Open agitter opened 1 year ago
@jhiemstrawisc and I discussed this further and looked at Omics Integrator 1 as an example. As a next step, he will test running our Omics Integrator 1 Docker image in CHTC independent of SPRAS to confirm that works. Then, we'll plan how to prepare the Docker run call in a compatible way.
The motivation for our current approach to setting up the docker run calls in this complicated way that maps many individual input and output files is described here https://github.com/Reed-CompBio/spras/pull/49#issuecomment-1051192702.
I renamed the issue from "Modularize container run calls within algorithm run step" to "Support Snakemake workflows on HTCondor with file transfer" because container run calls are only one aspect of what @jhiemstrawisc is working on. He has made progress with generic Snakemake workflows and an HTCondor Snakemake executor https://github.com/snakemake/snakemake/issues/2405.
A current challenge is that running an individual rule remotely on an HTCondor execute point fails when the Snakefile tries to import runner
. We believe having an installable Python package would solve this #86.
I discussed barriers to running SPRAS in a high-throughput computing environment with @bbockelm and @jhiemstrawisc. One challenge is that each algorithm's run function executes some Python code to set up a Docker run call (or the Singularity equivalent) and then makes that Docker run call.

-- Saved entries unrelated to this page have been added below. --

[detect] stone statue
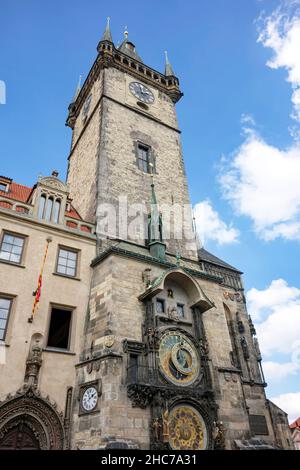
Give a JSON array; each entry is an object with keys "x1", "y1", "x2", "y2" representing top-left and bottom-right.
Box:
[
  {"x1": 152, "y1": 418, "x2": 161, "y2": 441},
  {"x1": 241, "y1": 336, "x2": 250, "y2": 360}
]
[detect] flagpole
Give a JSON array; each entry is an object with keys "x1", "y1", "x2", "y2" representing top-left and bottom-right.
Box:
[{"x1": 28, "y1": 237, "x2": 52, "y2": 323}]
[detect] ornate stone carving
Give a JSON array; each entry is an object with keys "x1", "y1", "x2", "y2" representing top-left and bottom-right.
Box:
[
  {"x1": 223, "y1": 291, "x2": 243, "y2": 302},
  {"x1": 0, "y1": 387, "x2": 65, "y2": 449},
  {"x1": 167, "y1": 305, "x2": 180, "y2": 322},
  {"x1": 248, "y1": 315, "x2": 257, "y2": 336},
  {"x1": 127, "y1": 384, "x2": 154, "y2": 408},
  {"x1": 38, "y1": 176, "x2": 68, "y2": 193},
  {"x1": 24, "y1": 340, "x2": 42, "y2": 389}
]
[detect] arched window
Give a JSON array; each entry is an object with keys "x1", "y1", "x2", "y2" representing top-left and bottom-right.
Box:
[
  {"x1": 38, "y1": 194, "x2": 46, "y2": 219},
  {"x1": 45, "y1": 197, "x2": 53, "y2": 222},
  {"x1": 53, "y1": 199, "x2": 61, "y2": 223}
]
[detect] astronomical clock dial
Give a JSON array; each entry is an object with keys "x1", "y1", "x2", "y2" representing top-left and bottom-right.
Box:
[
  {"x1": 81, "y1": 386, "x2": 98, "y2": 412},
  {"x1": 168, "y1": 405, "x2": 208, "y2": 450},
  {"x1": 158, "y1": 331, "x2": 200, "y2": 386},
  {"x1": 129, "y1": 82, "x2": 155, "y2": 104}
]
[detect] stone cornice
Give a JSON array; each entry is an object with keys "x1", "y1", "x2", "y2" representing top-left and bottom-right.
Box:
[{"x1": 91, "y1": 244, "x2": 223, "y2": 283}]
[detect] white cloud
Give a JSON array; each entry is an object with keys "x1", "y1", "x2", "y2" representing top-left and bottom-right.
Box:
[
  {"x1": 270, "y1": 391, "x2": 300, "y2": 423},
  {"x1": 193, "y1": 200, "x2": 239, "y2": 246},
  {"x1": 246, "y1": 279, "x2": 300, "y2": 363},
  {"x1": 247, "y1": 278, "x2": 300, "y2": 320},
  {"x1": 219, "y1": 132, "x2": 300, "y2": 241},
  {"x1": 220, "y1": 3, "x2": 300, "y2": 241},
  {"x1": 263, "y1": 360, "x2": 300, "y2": 382},
  {"x1": 258, "y1": 1, "x2": 300, "y2": 121}
]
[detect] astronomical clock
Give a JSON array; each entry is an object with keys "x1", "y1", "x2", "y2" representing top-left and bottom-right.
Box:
[
  {"x1": 158, "y1": 331, "x2": 200, "y2": 386},
  {"x1": 126, "y1": 275, "x2": 222, "y2": 451}
]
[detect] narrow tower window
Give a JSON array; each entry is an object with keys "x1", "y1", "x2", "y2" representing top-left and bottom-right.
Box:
[{"x1": 137, "y1": 143, "x2": 150, "y2": 173}]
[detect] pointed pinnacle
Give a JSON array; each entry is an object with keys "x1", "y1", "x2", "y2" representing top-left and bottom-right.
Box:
[
  {"x1": 102, "y1": 16, "x2": 113, "y2": 42},
  {"x1": 164, "y1": 50, "x2": 175, "y2": 76}
]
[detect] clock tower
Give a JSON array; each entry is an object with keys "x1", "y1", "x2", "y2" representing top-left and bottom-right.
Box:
[{"x1": 66, "y1": 19, "x2": 288, "y2": 450}]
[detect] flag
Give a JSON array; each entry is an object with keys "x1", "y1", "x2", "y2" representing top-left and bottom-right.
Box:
[{"x1": 29, "y1": 238, "x2": 51, "y2": 321}]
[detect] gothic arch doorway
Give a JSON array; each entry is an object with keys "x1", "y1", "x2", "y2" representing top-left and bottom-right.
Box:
[
  {"x1": 0, "y1": 421, "x2": 40, "y2": 450},
  {"x1": 0, "y1": 389, "x2": 65, "y2": 449}
]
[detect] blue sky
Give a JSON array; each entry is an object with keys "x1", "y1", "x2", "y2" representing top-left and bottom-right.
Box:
[{"x1": 1, "y1": 0, "x2": 300, "y2": 420}]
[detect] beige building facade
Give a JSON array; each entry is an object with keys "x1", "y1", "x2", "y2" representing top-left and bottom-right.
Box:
[{"x1": 0, "y1": 19, "x2": 294, "y2": 450}]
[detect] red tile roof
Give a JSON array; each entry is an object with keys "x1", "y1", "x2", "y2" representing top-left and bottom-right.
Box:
[
  {"x1": 290, "y1": 417, "x2": 300, "y2": 429},
  {"x1": 0, "y1": 182, "x2": 32, "y2": 203}
]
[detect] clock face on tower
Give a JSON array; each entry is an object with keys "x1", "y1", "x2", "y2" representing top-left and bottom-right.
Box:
[
  {"x1": 81, "y1": 386, "x2": 98, "y2": 412},
  {"x1": 158, "y1": 331, "x2": 200, "y2": 386},
  {"x1": 129, "y1": 82, "x2": 155, "y2": 104}
]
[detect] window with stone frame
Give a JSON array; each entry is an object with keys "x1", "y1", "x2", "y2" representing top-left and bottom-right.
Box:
[
  {"x1": 137, "y1": 142, "x2": 152, "y2": 173},
  {"x1": 47, "y1": 306, "x2": 72, "y2": 350},
  {"x1": 0, "y1": 232, "x2": 25, "y2": 264},
  {"x1": 177, "y1": 303, "x2": 185, "y2": 318},
  {"x1": 56, "y1": 247, "x2": 78, "y2": 277},
  {"x1": 0, "y1": 296, "x2": 12, "y2": 341}
]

It would be better to have an isolated, modular task to execute entirely inside the container environment.
If we are going to prototype this in the UW-Madison Center for High Throughput Computing, we will still need pre- and post-processing for the Docker run call. That would include moving files because all input files end up in one directory and all output files end up in one directory. The pre- and post-processing could take place before and after the modular run call instead of the current implementation that places them all together.
@jhiemstrawisc may help me exploring making this part of the code more modular.
A separate topic (which likely deserves its own issue later) is to look into the htcondor Snakemake profile.